In honor of the fact that it has been a week since I arrived back in the States, I present to you a small memorial. For the two weeks I was in the UK, I carried a small notebook around with me and jotted down notes and observations as I went. The following is a short list of words that I overheard that I found particularly interesting–and by interesting, I mean silly:
1. Nappie – on the flight to Scotland I saw this word written inside the plane’s lavatory. It means diaper. I don’t understand how they derived the word because there is no “n” in the word diaper at all. However, it is a lot of fun to say. Try saying it out loud three times fast in a British accent…I can’t believe you just did that.
2. Rubbish – Perhaps one of my favorites, it is a word for trash. I always like to imagine a very robust Brit with a monocle saying this while smoking a cigar and reading the daily news. What bothers me about this word is that, contrary to common sense, their trash cans are not labeled as rubbish bins. They are called litter bins. And to that I say, “that’s rubbish!”.
3. Multi-tasking soap – This is what Brits call soap that both moisturizes, cleans, and disinfects. It makes me think that tiny little soap people are busy as work scrubbing my hands, while at the same time cooking dinner and balancing their checkbook.

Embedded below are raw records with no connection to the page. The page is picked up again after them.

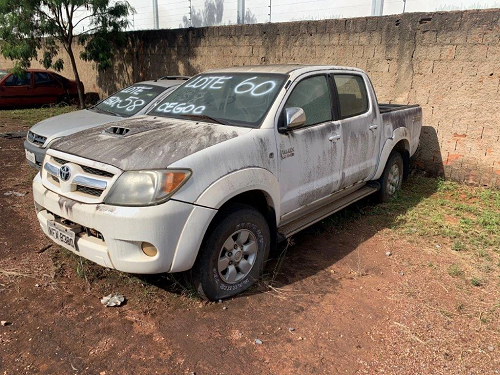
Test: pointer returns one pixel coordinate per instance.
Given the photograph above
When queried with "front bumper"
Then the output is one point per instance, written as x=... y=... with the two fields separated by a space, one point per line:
x=39 y=154
x=123 y=230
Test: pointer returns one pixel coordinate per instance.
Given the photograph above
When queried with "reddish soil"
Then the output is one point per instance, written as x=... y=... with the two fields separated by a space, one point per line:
x=338 y=305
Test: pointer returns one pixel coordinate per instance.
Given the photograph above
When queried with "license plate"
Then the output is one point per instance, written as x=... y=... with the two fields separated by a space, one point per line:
x=61 y=235
x=30 y=156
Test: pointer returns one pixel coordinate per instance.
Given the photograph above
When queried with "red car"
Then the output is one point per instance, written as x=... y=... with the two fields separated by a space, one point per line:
x=37 y=87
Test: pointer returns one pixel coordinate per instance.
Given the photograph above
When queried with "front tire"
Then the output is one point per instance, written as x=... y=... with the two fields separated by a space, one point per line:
x=392 y=177
x=233 y=253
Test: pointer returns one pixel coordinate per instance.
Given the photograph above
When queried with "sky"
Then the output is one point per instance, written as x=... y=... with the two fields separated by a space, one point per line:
x=175 y=13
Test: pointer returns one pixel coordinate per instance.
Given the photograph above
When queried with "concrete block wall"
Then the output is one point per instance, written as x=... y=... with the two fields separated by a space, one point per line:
x=447 y=62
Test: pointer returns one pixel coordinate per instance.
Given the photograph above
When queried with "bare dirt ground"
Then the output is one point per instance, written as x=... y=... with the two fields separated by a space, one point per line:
x=333 y=302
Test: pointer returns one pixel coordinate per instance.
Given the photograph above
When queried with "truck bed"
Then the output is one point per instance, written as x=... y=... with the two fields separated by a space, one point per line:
x=386 y=107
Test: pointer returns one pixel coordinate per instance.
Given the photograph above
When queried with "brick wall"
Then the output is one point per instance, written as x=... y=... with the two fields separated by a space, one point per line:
x=447 y=62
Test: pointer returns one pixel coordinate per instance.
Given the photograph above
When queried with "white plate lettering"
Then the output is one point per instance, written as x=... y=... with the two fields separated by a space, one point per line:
x=30 y=156
x=64 y=237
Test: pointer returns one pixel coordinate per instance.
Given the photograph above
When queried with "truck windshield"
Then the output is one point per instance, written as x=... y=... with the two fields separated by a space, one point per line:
x=129 y=101
x=238 y=99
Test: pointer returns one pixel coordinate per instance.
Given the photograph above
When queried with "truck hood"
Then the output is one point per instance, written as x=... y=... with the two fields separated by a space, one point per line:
x=149 y=143
x=69 y=123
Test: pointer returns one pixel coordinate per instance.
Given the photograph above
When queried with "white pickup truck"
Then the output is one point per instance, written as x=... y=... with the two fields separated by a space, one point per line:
x=234 y=160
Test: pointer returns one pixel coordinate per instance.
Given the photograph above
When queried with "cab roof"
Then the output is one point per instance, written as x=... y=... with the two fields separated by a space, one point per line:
x=280 y=68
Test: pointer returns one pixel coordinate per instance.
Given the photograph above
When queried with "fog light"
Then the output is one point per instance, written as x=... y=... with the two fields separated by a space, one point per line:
x=149 y=249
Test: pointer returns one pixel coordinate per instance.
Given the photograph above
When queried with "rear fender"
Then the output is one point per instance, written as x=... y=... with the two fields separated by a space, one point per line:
x=400 y=134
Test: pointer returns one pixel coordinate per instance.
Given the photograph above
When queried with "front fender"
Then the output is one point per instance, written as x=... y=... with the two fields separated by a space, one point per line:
x=239 y=182
x=398 y=135
x=207 y=204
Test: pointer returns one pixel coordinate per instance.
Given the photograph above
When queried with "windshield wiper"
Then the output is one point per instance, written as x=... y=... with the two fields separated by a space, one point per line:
x=205 y=117
x=105 y=111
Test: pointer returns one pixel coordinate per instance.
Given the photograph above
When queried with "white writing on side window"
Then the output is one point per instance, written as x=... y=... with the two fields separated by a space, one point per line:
x=135 y=89
x=180 y=108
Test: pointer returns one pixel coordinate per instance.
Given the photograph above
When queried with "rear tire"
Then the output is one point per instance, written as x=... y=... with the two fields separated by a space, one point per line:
x=391 y=179
x=233 y=253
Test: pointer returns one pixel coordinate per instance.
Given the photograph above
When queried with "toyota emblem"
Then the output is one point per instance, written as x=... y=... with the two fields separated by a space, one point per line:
x=64 y=173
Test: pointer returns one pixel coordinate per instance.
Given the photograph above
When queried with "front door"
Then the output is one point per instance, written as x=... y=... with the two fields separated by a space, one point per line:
x=310 y=156
x=360 y=133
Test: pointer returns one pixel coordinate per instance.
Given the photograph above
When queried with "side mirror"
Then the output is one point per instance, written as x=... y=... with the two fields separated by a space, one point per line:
x=294 y=117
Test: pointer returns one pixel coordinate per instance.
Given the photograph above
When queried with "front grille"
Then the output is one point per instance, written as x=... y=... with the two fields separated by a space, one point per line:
x=97 y=172
x=84 y=183
x=36 y=139
x=59 y=161
x=90 y=191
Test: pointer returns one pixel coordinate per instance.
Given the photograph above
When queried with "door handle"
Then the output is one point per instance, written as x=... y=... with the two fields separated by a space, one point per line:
x=334 y=138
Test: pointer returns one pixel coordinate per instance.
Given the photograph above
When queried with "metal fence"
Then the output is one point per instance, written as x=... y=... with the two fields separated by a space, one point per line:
x=196 y=13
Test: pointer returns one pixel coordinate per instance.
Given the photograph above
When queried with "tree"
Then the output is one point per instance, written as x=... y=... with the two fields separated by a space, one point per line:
x=211 y=15
x=30 y=27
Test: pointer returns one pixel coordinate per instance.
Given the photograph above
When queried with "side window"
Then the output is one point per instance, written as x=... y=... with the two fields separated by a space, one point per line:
x=352 y=95
x=13 y=80
x=43 y=79
x=313 y=96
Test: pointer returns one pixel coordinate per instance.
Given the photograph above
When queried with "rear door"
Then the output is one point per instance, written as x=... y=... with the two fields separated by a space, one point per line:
x=17 y=91
x=310 y=156
x=359 y=123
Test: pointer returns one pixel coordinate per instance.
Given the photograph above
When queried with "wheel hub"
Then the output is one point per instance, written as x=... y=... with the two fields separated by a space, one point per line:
x=237 y=256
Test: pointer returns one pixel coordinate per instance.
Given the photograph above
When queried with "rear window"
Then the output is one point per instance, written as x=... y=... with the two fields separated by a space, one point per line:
x=130 y=100
x=43 y=78
x=352 y=95
x=14 y=80
x=62 y=79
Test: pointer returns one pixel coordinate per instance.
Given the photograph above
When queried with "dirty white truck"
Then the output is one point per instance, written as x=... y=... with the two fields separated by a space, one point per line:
x=234 y=160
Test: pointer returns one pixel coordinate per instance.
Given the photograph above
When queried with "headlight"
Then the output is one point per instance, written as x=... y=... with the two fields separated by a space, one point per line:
x=51 y=142
x=146 y=188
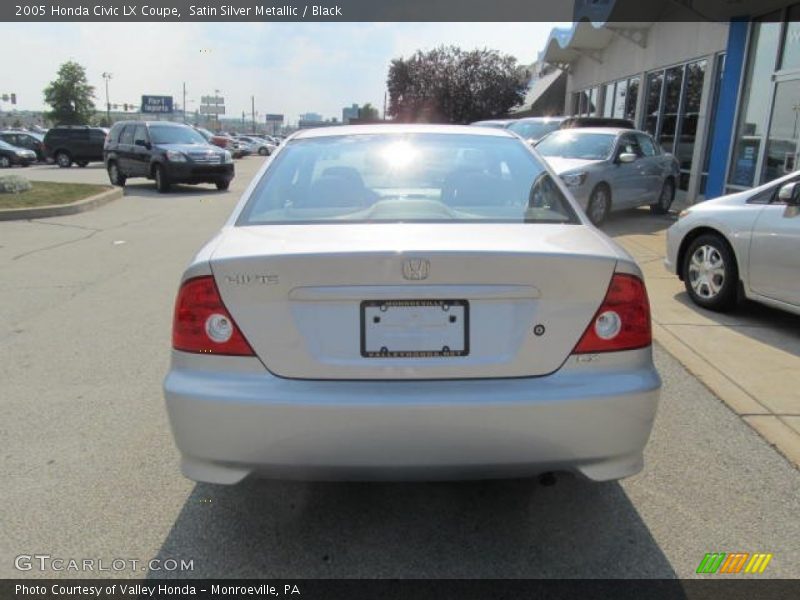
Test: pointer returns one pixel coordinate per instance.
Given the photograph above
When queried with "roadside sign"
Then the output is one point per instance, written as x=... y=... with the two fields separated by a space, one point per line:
x=206 y=109
x=157 y=104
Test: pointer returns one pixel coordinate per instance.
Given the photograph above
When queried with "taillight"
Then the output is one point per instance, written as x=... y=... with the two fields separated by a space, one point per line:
x=623 y=320
x=202 y=324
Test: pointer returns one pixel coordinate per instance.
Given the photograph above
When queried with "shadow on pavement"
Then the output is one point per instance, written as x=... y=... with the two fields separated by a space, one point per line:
x=509 y=528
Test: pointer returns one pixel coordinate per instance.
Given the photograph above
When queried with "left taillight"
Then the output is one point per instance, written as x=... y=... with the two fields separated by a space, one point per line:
x=202 y=324
x=623 y=320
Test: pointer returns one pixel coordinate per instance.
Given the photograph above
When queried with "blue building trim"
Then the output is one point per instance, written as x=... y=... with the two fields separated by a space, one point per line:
x=724 y=124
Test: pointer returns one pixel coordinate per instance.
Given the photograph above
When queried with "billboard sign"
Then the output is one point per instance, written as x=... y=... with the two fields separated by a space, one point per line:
x=157 y=104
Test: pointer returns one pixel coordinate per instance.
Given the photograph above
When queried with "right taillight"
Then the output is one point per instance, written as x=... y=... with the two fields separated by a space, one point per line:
x=623 y=320
x=202 y=324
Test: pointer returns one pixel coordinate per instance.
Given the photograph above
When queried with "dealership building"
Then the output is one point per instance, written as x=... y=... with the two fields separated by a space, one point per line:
x=716 y=82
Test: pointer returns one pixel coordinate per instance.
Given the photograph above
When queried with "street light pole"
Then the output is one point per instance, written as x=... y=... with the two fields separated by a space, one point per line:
x=107 y=76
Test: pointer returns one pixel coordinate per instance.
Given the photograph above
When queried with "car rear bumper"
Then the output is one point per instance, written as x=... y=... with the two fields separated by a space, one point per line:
x=199 y=173
x=231 y=418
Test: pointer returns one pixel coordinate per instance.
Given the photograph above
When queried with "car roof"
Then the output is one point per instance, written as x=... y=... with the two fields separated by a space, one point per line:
x=399 y=129
x=607 y=130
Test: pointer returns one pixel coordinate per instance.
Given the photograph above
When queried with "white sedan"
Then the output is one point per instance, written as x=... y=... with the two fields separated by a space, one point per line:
x=410 y=302
x=742 y=245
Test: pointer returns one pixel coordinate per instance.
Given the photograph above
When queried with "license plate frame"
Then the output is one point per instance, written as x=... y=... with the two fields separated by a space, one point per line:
x=462 y=307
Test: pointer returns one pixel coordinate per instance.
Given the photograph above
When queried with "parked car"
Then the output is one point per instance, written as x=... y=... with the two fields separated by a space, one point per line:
x=744 y=245
x=493 y=123
x=257 y=145
x=574 y=122
x=79 y=144
x=165 y=152
x=11 y=155
x=535 y=128
x=609 y=169
x=357 y=318
x=223 y=141
x=27 y=140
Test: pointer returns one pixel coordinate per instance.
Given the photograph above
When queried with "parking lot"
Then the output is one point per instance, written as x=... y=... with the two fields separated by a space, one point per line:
x=91 y=470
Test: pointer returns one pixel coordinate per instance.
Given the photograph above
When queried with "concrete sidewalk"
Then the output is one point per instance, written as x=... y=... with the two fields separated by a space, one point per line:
x=750 y=358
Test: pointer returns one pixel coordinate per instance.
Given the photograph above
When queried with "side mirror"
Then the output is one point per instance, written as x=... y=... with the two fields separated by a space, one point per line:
x=790 y=194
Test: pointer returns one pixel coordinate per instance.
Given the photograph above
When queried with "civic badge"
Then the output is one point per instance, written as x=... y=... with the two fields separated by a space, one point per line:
x=416 y=269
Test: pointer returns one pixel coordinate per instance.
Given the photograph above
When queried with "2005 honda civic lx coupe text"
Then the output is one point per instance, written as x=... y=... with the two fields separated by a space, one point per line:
x=410 y=302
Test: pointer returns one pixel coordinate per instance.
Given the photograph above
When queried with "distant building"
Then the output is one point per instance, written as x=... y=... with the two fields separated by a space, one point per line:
x=350 y=113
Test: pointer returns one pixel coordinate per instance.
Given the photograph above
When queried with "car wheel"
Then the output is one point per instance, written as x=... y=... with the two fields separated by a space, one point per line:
x=710 y=273
x=664 y=199
x=63 y=160
x=115 y=176
x=162 y=183
x=599 y=204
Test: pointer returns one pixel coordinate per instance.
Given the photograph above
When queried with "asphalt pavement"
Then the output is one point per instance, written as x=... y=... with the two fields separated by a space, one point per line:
x=89 y=469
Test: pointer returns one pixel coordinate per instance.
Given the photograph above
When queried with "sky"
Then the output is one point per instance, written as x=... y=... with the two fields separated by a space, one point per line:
x=290 y=68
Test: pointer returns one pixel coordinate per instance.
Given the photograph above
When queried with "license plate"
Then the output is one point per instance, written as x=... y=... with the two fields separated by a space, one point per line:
x=414 y=328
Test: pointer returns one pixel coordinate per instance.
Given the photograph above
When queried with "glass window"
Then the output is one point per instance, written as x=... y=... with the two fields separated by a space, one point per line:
x=409 y=178
x=790 y=58
x=608 y=101
x=620 y=100
x=647 y=145
x=654 y=81
x=632 y=95
x=573 y=143
x=754 y=111
x=126 y=137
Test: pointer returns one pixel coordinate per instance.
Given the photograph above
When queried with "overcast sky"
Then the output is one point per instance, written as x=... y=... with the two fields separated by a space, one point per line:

4. Shoestring vest – I did several double takes when I first read this on a price tag in a clothing store in London. I couldn’t wrap my head around it. How does one make a vest out of shoe laces? Then I realized that the name referenced tank tops. This only confused me more.
5. Jalepinos (without the ˜) – Every morning and evening we would watch BBC news in our flat. And every morning and evening we would see the same Subway commercial featuring one of London’s Olympian athletes. In the ads, each athlete would tell the audience what ingredients were on their “personal best” sandwich. One in particular said that he liked “teriyaki chicken, all the salad, hold the jalepinos”. When he said “jalepinos” he pronounced the “n” like a normal “n” and not a spanish “ñ”. We thought that maybe that was just how that one guy said it, but then we heard it elsewhere in the city and everyone says it wrong.
6. The registered un-waged – I always thought that America was super PC, but the Brits may have us beat with this word. It means the people who are unemployed. They also don’t call people “poor”, they call them “lower class”, which sounds a lot worse in my opinion.
7. ASBOs (pronounced ahs-boz) – An abbreviation for Antisocial Behavior Ordinances, this word was thrown around the newsroom probably every five minutes. Apparently, the Brits have a problem with teenagers running a muck and causing trouble. But, instead of just assuming they were poorly disciplined by parents or had rough childhoods, they have all been labeled as having some form of Antisocial Behavior (which is basically saying that they all have personality disorders) and they have had to implement several ordinances to keep them all in check. For about three days we heard nothing but information about the ASBOs and England’s fattest teenager. Go figure.